This is the full VCE Maths Methods Exam with worked solutions. You can also try Mini-Tests, which are official VCAA exams split into short tests you can do anytime.
Number of marks: 19
Reading time: 10 minutes
Writing time: 30 minutes
Instructions
• Answer all questions in the spaces provided.
• Write your responses in English.
• In all questions where a numerical answer is required, an exact value must be given unless
otherwise specified.
• In questions where more than one mark is available, appropriate working must be shown.
• Unless otherwise indicated, the diagrams in this book are not drawn to scale.
Let \(f: (-\infty, \frac{1}{2}] \to R\), where \(f(x) = \sqrt{1-2x}\).
a. Find \(f'(x)\). 1 mark
b. Find the angle \(\theta\) from the positive direction of the x-axis to the tangent to the graph of \(f\) at \(x = -1\), measured in the anticlockwise direction. 2 marks
Let \(f: R \setminus \{1\} \to R\), where \(f(x) = 2 + \frac{3}{x-1}\).
a. Sketch the graph of \(f\). Label the axis intercepts with their coordinates and label any asymptotes with the appropriate equation. 3 marks
b. Find the area enclosed by the graph of \(f\), the lines \(x=2\) and \(x=4\), and the x-axis. 2 marks
A paddock contains 10 tagged sheep and 20 untagged sheep. Four times each day, one sheep is selected at random from the paddock, placed in an observation area and studied, and then returned to the paddock.
a. What is the probability that the number of tagged sheep selected on a given day is zero? 1 mark
b. What is the probability that at least one tagged sheep is selected on a given day? 1 mark
c. What is the probability that no tagged sheep are selected on each of six consecutive days? Express your answer in the form \(\left(\frac{a}{b}\right)^c\), where \(a\), \(b\) and \(c\) are positive integers. 1 mark
Let \(f: [-\pi, \pi] \to R\), where \(f(x) = 2\sin(2x) - 1\).
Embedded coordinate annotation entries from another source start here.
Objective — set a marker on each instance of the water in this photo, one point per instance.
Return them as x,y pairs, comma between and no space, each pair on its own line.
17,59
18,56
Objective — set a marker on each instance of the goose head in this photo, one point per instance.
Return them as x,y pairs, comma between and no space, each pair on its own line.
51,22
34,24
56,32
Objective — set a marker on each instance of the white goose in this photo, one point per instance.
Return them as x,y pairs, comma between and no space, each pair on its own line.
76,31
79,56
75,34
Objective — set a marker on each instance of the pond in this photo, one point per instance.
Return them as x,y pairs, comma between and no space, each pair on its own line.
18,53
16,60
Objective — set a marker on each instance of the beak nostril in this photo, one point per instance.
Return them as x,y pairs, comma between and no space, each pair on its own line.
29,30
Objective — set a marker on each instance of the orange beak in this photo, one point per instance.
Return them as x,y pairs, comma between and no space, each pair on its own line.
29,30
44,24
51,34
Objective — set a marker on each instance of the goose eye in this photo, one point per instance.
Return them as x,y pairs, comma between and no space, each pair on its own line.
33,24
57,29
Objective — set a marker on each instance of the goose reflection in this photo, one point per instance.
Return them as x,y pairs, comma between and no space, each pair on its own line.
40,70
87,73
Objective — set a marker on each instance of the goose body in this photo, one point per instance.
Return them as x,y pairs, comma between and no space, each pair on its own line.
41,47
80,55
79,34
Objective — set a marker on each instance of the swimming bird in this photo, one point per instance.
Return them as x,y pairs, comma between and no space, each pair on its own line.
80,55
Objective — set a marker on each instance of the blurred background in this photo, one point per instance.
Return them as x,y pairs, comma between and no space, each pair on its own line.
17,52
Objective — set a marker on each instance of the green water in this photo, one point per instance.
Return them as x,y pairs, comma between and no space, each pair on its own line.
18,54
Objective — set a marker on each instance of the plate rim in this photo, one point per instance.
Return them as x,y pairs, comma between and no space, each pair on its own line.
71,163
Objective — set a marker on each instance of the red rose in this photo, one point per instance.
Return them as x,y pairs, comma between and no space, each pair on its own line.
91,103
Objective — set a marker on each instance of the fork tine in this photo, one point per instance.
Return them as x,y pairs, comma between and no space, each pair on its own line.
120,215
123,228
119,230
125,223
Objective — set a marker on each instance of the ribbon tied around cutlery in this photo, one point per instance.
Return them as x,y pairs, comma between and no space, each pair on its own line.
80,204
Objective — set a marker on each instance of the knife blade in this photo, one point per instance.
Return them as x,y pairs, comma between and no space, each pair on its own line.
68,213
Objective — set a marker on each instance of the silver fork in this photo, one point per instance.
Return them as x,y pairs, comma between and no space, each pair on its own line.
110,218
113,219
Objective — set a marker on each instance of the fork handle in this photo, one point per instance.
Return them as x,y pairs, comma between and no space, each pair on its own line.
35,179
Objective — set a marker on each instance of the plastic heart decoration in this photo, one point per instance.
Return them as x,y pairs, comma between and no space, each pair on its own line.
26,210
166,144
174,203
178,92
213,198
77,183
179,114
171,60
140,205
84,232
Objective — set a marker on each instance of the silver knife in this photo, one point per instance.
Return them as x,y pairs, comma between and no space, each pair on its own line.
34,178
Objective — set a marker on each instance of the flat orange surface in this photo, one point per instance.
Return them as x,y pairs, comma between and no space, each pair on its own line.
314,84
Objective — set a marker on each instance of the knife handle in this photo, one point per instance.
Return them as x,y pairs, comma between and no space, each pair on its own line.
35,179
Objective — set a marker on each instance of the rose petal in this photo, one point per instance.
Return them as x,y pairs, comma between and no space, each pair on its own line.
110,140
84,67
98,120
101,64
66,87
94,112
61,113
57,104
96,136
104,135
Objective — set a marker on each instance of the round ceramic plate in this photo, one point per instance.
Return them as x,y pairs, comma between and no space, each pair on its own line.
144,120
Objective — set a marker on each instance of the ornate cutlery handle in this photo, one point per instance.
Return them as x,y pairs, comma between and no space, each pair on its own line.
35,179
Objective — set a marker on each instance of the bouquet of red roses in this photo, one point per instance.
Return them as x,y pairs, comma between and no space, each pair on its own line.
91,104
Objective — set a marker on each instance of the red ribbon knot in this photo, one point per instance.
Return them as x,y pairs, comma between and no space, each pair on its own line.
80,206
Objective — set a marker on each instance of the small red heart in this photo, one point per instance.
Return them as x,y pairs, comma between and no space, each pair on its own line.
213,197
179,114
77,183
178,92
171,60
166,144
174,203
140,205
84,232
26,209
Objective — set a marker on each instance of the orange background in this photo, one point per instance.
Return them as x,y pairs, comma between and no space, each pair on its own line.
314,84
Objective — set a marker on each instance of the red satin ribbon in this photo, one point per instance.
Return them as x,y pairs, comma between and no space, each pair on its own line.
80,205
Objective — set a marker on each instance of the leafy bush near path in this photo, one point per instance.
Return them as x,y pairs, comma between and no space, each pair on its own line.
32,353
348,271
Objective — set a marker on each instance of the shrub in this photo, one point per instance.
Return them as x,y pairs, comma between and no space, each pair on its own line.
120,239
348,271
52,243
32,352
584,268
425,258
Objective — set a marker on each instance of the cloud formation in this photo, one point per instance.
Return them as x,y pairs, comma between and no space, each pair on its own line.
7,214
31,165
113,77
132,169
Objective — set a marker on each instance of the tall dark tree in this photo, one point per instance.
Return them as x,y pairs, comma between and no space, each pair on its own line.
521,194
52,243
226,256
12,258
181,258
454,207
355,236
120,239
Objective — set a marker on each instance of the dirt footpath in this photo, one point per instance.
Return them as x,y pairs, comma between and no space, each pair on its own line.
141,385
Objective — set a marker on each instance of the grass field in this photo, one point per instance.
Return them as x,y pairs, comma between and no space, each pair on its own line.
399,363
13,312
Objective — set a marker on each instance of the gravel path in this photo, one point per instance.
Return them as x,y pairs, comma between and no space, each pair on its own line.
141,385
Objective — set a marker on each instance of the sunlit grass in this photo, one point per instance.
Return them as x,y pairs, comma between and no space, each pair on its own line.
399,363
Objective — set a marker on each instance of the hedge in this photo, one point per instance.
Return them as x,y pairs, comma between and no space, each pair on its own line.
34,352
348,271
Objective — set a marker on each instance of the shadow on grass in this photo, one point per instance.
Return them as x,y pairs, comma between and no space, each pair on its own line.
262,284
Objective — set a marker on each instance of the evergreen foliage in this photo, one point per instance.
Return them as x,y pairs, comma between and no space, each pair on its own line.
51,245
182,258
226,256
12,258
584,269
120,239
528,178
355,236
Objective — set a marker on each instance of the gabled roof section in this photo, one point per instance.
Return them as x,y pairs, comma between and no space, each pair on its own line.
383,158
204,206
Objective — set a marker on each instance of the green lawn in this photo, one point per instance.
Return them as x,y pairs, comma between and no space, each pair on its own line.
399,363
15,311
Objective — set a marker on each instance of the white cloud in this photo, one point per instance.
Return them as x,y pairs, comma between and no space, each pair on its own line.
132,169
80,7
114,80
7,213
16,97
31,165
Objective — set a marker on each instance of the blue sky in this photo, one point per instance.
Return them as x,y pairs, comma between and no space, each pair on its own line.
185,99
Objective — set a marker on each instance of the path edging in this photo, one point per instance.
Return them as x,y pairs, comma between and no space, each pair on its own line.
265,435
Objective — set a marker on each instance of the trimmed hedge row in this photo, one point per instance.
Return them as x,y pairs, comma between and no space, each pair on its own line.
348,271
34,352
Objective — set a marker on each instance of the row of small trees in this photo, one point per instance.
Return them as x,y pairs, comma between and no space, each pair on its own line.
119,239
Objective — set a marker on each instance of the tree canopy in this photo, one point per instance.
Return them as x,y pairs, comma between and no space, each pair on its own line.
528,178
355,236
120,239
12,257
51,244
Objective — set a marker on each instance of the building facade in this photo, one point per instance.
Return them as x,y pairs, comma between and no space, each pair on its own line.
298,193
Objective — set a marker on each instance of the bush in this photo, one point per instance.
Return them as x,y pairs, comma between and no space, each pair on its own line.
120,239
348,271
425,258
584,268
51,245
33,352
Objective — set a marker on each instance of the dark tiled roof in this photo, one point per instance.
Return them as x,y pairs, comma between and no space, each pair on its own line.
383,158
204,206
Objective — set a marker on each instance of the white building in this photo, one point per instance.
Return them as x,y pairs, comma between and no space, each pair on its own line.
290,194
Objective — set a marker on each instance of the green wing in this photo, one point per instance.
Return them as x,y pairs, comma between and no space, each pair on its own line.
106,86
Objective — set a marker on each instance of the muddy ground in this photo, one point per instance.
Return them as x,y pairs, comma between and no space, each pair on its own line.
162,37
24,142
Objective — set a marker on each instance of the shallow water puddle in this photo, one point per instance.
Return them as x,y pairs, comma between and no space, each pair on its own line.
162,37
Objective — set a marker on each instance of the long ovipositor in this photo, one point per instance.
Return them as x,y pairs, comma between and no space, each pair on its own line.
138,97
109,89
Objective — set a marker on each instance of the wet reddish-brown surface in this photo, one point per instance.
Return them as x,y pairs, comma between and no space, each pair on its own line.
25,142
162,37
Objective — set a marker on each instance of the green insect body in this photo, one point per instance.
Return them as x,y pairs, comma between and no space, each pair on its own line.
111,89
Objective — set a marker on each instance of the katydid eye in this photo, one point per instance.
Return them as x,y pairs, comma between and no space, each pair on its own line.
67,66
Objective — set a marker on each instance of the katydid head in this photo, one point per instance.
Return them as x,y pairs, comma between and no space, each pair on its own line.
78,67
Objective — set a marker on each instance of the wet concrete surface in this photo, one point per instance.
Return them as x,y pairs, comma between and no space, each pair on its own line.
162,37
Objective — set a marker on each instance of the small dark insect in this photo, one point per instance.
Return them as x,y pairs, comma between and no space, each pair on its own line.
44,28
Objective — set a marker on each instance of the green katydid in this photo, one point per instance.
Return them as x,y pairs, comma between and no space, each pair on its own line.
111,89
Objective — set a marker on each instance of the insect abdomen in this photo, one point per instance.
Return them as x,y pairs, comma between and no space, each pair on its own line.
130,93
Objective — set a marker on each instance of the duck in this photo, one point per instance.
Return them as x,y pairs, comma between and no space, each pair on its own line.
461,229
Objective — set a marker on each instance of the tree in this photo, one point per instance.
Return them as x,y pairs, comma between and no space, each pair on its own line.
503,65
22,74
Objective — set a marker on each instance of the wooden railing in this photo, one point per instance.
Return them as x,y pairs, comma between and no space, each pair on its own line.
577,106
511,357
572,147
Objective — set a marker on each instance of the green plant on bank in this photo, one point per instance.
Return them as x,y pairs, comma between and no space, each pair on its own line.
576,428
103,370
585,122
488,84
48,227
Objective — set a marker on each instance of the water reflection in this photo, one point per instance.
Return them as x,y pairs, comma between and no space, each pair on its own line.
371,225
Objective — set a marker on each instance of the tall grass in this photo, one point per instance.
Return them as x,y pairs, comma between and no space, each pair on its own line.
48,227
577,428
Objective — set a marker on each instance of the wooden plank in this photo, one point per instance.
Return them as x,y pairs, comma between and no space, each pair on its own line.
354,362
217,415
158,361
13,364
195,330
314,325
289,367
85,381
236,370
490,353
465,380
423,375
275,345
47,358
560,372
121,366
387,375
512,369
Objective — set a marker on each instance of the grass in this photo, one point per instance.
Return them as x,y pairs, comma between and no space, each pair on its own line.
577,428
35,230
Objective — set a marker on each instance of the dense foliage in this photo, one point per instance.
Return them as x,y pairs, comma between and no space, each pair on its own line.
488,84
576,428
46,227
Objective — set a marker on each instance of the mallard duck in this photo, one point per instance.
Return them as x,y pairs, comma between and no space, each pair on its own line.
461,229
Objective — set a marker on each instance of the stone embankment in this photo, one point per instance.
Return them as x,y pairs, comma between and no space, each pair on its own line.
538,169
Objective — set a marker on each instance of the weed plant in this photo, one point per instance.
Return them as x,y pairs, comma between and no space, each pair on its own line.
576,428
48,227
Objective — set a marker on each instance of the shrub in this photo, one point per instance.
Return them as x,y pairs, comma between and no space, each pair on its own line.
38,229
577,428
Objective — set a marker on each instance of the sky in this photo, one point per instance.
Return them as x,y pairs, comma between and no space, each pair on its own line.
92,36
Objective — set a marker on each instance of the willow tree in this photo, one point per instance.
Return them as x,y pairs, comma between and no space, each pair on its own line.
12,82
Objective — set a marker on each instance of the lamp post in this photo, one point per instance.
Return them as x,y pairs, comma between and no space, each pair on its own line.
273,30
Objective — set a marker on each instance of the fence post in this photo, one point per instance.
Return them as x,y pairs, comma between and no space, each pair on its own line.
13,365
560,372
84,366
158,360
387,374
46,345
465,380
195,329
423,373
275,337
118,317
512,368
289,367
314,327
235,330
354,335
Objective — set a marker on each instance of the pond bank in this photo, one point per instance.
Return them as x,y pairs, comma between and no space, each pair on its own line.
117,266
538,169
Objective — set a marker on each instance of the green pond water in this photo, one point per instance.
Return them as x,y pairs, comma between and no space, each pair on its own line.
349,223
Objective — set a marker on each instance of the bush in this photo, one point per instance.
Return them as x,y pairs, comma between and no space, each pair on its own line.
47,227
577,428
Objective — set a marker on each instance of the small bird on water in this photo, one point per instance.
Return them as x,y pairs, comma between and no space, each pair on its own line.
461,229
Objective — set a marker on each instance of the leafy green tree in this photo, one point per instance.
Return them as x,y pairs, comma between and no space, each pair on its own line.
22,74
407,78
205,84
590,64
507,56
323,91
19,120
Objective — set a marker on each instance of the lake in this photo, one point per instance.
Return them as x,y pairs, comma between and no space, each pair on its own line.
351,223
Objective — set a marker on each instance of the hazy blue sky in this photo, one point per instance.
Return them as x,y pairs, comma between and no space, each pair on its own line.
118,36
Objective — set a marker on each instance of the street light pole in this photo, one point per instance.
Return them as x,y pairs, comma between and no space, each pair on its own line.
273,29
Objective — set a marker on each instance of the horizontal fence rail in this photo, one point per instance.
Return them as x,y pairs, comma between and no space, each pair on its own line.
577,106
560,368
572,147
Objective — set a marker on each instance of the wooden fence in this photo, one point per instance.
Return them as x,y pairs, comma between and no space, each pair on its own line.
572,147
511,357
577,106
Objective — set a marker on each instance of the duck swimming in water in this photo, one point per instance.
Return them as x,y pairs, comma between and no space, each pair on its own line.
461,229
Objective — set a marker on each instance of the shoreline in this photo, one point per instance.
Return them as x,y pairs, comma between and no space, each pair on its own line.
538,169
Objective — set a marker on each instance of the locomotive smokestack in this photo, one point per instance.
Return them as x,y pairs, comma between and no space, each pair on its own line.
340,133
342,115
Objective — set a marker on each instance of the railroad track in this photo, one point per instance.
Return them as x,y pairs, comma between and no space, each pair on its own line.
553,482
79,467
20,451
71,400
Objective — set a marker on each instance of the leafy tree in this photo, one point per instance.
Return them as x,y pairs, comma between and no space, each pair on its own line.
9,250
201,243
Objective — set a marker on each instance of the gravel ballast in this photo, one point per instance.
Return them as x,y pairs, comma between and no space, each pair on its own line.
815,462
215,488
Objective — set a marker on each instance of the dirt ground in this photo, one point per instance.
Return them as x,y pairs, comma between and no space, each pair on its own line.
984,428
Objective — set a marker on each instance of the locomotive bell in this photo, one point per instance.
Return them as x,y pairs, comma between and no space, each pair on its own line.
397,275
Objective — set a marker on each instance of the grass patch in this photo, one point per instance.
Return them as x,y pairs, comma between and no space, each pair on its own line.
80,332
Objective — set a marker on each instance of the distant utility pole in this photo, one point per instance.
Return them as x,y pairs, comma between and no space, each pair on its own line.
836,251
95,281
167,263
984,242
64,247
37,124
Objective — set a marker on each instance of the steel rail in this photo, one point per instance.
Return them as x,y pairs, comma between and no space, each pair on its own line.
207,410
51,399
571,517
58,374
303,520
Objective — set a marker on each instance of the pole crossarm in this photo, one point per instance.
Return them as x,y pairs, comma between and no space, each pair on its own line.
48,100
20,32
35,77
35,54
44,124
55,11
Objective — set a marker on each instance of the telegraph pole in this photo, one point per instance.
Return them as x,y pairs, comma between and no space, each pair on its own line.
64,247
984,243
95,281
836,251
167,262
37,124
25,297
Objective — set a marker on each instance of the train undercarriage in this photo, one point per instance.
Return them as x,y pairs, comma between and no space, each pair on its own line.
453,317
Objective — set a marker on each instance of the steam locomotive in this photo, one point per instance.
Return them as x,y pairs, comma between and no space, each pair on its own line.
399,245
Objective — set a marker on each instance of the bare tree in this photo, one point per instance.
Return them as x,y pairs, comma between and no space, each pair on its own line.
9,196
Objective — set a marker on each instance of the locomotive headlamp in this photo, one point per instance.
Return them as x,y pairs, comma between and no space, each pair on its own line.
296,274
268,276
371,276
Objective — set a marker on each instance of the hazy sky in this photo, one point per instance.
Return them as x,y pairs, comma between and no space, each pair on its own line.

a. Calculate the average rate of change of \(f\) between \(x = -\frac{\pi}{3}\) and \(x = \frac{\pi}{6}\). 2 marks
b. Calculate the average value of \(f\) over the interval \(-\frac{\pi}{3} \le x \le \frac{\pi}{6}\). 3 marks
A company produces motors for refrigerators. There are two assembly lines, Line A and Line B. 5% of the motors assembled on Line A are faulty and 8% of the motors assembled on Line B are faulty. In one hour, 40 motors are produced from Line A and 50 motors are produced from Line B. At the end of an hour, one motor is selected at random from all the motors that have been produced during that hour.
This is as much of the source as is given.